Budde said the NBN also had the potential to keep younger Australians within regional and rural communities as they would no longer need to move to major cities in order to access employment and greater career options.

“[Regional communities] long before we had the NBN understood ... how critical the NBN was for the future,” he said. “[The NBN] gives young people the opportunity to move into these new businesses. Regional Australia knows exactly what it wants and it can’t get [the NBN] quick enough.”

Also speaking on the panel, NBN Co applications advisor, Sean Casey, echoed comments made earlier this year of NBN Co’s head of product development and industry relations, Jim Hassell, that applications and service providers were already devising new offers which made use of the NBN’s high speeds.
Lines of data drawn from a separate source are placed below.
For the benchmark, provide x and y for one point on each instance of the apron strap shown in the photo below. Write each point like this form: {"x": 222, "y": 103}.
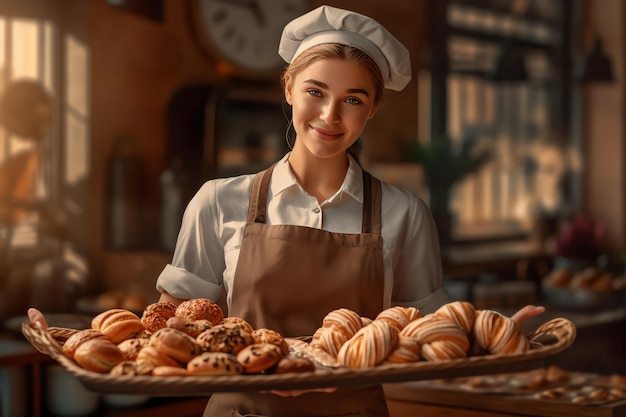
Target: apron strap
{"x": 372, "y": 193}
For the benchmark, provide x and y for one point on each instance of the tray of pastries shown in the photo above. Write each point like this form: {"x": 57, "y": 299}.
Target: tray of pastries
{"x": 192, "y": 349}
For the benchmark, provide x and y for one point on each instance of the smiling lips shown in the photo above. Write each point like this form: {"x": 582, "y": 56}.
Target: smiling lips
{"x": 326, "y": 134}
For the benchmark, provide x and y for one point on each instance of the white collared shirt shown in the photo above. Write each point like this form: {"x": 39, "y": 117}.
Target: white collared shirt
{"x": 209, "y": 240}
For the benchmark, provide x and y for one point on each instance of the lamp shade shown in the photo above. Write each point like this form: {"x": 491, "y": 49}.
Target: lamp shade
{"x": 595, "y": 66}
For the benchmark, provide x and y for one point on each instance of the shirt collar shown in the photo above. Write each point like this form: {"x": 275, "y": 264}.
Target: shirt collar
{"x": 283, "y": 178}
“We’re building the network, but there is going to be thousands of people developing the applications which will run on the network — CSIRO, NICTA, University of Melbourne, Institute for a broadband enabled society, RMIT...”, he said.

“You are seeing a lot of effort form these universities. Where is the creativity and the next application going to come from? It is going to come from the universities.”

Viocorp’s Dixon said Australian companies, such as her own and Atlassian, were already developing applications which make use of the NBN, but that what Australia also needed was more technology entrepreneurs in regional areas.

“It would be great if we could have more software developers, more people studying in Tamworth ... and building businesses in those regions,” she said.

Commenting on the prospect of the NBN being rolled back under a Coalition government, Dixon said the amount of pushback from business if the government were to cut back the NBN would make such a move politically unwise.

“[Business] will demand that the government [keep rolling out the NBN],” she said. “Business has sat around for 15 or 20 years waiting for the market to solve this problem and the market has not solved the problem [of a lack of broadband infrastructure].

“[Now] we have a state for what is possible ... We have reached a threshold and whatever government we have in power will have to continue with [the NBN].”